More on the choices that flummox us: I was glad to see that apparel makers are going to start rating their products, because it’s pretty impossible for your average consumer (if they care) to have any idea what impact clothing choices have. So the Sustainable Apparel Coalition seems like the kind of innovation that is at least pointed in the right direction.

That made me wish it was easy to dig into the sustainability and environmental impact of lots more products, and–poof–I immediately stumbled across this outfit: The Good Guide (maybe it’s time to play the lottery). The Good Guide is basically a bunch of science geeks who are doing us all the favor of analyzing thousands of products, and the companies that make them (for the final rating they also take into account any conglomerates that might own the producer, as well, which is smart).

I was glad to discover that Levis gets a pretty green score (so I don’t have to figure out what else to wear).

Now it’s very unlikely that this sort of thing will drive the spending habits (for now) of anyone but eco-obsessed yuppies, but it is important that the idea of evaluating the things we buy according to how they impact the world is taking root. Even better would be if stores (I’m talking to you Walmart) committed to displaying this sort of score along with the products on their shelves. And I am sure that there will soon be an app that can scan a bar good and ping you a rating, which would make it even easier.
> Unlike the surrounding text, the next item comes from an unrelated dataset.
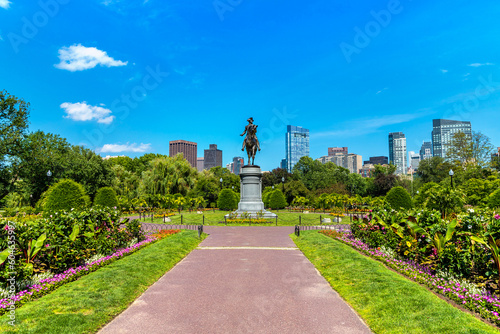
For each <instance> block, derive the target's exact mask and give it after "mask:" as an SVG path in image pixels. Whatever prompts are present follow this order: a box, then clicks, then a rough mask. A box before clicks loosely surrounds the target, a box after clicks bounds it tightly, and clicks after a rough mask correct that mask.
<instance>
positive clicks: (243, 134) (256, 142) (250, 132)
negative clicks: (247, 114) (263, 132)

But nothing will really change unless sustainability and environmental and health impact are reflected in the price of a good (and not just the cost of labor and production, where all manner of abuses are hidden within an ultra-low price). You can’t fault people for wanting to save money. So the real revolution that awaits, the real revolution that is a prerequisite for the sort of change that will make a difference, is the adoption of an economic philosophy and approach that includes the external costs of making a good (impact on the environment, health of the workers, etc) in the purchase price of the good.

That is a world of $200 hamburgers, which is one way to make clear the massive shift in culture and economics that is at the logical end of this movement to start caring about how what we buy affects the earth and the future. Unfortunately, I don’t see that shift happening anytime soon. Listen to Raj Patel on this, and imagine how crazy he would sound to most Americans (and Glenn Beck’s head would explode). But Raj Patel is right.